Alicia Keys has opened up about an experience early in her career that left her feeling “manipulated” and “objectified” by a photographer.
In her memoir More Myself, which came out Tuesday, the singer recalled how she went home and cried after doing a photo shoot ahead of the release of her debut album Songs in A Minor.
Then 19, Keys was left alone with the photographer, who told her to “open up your shirt a little” and “pull the top of your jeans down a bit at the front.”
Keys wrote: “My spirit is screaming that something is wrong, that this feels sleazy. But my protests, lodged in the back of my throat, can’t make their way out.
"If I say no, what doors will be closed to me? I swallow my misgivings, tuck my thumb between the denim and my skin, and obey.”

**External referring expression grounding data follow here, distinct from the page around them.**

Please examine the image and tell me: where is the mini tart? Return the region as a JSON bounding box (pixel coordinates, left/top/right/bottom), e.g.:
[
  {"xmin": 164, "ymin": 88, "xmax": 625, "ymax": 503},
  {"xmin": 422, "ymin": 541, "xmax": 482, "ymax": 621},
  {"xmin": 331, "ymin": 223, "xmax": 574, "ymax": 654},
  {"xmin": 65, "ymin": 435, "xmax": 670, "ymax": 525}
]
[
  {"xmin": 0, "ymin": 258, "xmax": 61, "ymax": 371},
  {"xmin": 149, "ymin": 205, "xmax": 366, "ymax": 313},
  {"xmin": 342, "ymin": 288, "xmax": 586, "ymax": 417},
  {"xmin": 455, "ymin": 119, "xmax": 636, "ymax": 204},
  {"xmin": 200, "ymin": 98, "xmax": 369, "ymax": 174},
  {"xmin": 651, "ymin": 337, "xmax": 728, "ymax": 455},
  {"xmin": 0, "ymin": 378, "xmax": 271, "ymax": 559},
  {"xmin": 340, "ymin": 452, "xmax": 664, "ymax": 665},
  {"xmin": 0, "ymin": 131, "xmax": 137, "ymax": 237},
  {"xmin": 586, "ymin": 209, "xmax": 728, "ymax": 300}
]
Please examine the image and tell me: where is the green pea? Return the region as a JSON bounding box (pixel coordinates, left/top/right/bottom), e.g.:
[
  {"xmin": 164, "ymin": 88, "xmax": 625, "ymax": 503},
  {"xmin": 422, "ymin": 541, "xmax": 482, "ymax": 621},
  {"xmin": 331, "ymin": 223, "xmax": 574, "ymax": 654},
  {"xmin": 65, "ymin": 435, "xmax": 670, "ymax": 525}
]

Keys, now 39, said she was “embarrassed” and “ashamed” when the photo appeared on a magazine cover and wanted to throw up. She said if then-manager Jeff Robinson had been at the shoot, "he would’ve voiced what I couldn’t at the time: Hell no. Close that shirt. Take your hand off your tit. And you’re not going to yank down your jeans."

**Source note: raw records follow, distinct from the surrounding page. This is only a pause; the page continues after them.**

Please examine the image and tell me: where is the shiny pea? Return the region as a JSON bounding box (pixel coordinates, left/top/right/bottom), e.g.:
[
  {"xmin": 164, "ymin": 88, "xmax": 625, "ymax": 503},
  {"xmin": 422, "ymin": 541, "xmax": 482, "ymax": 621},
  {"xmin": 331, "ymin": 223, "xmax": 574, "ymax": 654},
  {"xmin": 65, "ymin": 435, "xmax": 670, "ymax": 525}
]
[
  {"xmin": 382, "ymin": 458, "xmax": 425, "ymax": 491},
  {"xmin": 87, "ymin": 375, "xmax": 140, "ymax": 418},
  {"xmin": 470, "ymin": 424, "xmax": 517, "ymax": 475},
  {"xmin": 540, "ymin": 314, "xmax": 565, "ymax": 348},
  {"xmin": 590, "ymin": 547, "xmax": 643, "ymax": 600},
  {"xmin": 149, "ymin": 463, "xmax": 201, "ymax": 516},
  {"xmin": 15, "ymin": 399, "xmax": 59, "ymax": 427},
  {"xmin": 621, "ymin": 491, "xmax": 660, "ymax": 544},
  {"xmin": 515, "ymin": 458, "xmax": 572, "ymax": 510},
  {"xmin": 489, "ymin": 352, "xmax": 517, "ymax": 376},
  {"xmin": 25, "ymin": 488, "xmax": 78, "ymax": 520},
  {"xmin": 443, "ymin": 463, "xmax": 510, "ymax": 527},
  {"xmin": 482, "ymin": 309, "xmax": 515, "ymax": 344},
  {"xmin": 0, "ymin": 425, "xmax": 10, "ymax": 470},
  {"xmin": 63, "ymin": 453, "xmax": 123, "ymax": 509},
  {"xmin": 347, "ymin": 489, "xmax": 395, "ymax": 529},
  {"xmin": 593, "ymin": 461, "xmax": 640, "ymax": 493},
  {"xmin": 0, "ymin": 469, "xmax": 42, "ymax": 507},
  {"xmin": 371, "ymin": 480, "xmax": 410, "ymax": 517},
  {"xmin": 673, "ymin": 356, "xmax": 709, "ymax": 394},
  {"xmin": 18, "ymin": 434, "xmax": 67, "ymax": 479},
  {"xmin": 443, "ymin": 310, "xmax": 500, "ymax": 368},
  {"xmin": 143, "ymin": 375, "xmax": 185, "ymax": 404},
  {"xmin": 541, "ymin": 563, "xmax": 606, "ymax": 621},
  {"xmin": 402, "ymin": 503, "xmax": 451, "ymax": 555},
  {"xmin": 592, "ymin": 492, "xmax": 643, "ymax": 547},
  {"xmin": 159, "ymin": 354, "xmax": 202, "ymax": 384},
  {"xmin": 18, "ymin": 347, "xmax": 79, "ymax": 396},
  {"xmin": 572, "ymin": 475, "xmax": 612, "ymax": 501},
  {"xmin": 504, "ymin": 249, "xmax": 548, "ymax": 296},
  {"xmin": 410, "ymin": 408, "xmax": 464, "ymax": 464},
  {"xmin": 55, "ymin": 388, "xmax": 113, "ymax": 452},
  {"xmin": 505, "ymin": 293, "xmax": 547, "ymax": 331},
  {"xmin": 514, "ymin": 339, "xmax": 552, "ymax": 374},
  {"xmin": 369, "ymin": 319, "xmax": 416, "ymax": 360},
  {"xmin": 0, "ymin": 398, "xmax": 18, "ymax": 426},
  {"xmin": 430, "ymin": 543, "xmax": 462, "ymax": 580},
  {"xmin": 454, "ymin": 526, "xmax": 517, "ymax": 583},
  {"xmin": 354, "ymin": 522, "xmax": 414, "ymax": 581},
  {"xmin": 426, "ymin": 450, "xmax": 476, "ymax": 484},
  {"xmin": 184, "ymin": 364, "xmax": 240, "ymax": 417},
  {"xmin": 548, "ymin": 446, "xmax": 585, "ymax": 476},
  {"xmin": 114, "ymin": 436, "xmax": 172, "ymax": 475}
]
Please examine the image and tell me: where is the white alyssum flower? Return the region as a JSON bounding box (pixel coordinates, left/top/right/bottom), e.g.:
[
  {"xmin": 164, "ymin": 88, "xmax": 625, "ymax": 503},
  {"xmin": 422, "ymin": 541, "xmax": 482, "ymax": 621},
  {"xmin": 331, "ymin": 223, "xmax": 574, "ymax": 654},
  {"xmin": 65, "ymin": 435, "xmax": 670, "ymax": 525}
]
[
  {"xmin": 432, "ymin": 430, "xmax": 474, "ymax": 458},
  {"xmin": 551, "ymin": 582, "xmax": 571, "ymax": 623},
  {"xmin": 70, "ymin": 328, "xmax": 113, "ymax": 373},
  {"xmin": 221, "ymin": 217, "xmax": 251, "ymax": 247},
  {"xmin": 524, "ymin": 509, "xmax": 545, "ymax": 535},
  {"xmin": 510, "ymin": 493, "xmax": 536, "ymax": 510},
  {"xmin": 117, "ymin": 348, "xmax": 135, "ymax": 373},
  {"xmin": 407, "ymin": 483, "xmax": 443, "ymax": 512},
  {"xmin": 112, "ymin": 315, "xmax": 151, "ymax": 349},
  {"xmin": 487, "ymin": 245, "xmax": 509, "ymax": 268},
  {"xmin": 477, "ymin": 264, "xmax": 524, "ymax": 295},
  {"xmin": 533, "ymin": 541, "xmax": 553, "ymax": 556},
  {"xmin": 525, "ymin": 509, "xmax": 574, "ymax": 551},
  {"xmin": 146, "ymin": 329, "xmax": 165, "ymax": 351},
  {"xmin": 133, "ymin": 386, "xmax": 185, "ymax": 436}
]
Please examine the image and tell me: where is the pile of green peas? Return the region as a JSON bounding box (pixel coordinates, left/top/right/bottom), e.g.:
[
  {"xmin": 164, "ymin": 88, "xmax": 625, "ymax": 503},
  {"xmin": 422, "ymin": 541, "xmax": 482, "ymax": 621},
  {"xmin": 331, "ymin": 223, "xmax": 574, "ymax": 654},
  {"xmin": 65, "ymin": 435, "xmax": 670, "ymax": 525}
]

The experience had a profound impact on Keys. “I swear that I’ll never again let someone rob me of my power,” she wrote. “It’s a promise I still work to keep.”

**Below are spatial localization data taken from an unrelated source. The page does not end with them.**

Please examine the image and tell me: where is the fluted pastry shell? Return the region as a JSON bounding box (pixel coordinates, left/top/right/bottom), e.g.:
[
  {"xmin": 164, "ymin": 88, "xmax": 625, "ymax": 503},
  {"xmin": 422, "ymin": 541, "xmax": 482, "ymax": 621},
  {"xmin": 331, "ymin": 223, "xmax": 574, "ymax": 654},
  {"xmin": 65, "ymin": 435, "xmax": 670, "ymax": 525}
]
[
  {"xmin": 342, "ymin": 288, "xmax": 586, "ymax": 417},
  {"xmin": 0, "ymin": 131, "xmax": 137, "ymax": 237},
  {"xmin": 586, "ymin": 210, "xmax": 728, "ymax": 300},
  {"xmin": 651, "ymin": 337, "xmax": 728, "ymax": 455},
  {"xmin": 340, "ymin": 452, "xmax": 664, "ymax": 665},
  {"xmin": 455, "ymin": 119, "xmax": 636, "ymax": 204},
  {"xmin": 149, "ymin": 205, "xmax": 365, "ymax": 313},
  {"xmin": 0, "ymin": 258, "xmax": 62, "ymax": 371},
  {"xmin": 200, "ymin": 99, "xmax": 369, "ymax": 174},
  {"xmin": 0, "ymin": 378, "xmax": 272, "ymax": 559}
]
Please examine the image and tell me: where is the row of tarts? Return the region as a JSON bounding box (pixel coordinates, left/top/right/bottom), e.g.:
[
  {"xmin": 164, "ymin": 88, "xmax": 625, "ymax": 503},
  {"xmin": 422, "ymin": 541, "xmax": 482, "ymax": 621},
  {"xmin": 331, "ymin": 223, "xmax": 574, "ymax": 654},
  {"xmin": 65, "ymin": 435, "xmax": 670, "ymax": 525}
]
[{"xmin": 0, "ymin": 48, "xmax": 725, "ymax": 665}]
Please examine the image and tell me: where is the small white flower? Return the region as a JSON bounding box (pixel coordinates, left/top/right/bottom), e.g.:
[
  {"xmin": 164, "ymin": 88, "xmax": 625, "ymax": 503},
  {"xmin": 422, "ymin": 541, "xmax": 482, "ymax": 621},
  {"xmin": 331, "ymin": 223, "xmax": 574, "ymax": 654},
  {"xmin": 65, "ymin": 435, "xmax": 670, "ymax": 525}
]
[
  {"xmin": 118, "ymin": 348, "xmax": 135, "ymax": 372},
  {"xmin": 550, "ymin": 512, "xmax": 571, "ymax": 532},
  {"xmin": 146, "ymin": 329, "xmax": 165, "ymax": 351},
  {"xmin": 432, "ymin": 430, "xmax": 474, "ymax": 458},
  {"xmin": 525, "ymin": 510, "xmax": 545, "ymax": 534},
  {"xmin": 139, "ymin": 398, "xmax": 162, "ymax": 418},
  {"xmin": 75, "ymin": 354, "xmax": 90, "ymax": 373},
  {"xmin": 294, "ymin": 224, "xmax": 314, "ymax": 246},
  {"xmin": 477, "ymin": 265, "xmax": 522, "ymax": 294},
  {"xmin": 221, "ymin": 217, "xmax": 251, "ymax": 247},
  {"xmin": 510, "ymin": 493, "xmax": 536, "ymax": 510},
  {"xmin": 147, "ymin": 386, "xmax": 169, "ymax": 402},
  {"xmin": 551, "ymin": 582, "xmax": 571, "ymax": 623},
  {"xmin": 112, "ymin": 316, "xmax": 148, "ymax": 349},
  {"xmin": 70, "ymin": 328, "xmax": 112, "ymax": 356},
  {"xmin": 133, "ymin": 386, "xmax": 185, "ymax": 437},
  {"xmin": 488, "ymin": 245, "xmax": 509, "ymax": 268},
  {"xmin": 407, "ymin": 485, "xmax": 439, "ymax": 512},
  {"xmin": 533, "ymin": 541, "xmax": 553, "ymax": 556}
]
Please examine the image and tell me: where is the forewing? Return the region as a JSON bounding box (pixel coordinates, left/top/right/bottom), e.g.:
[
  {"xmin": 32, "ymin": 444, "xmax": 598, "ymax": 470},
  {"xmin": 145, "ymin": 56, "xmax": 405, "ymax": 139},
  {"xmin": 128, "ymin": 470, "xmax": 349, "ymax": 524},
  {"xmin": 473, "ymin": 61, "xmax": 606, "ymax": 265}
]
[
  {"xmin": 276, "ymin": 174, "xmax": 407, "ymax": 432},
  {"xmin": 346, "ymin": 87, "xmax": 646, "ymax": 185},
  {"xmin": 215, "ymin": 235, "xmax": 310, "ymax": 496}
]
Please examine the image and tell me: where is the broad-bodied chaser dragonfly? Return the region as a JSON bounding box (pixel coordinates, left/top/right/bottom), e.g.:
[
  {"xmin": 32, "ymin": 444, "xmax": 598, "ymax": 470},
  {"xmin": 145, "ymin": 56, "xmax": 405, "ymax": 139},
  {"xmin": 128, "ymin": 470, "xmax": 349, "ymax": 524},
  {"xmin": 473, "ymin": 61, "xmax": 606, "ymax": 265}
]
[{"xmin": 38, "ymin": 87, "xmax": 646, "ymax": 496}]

Keys did not name the photographer or the publication but she is referring to the cover of the June 2001 issue of Dazed & Confused (now Dazed) shot by Terry Richardson, who has been dogged by allegations of sexual exploitation and inappropriate sexual behaviour for years. In 2017, major fashion magazines like Vogue, GQ and Vanity Fair announced they would stop commissioning Richardson.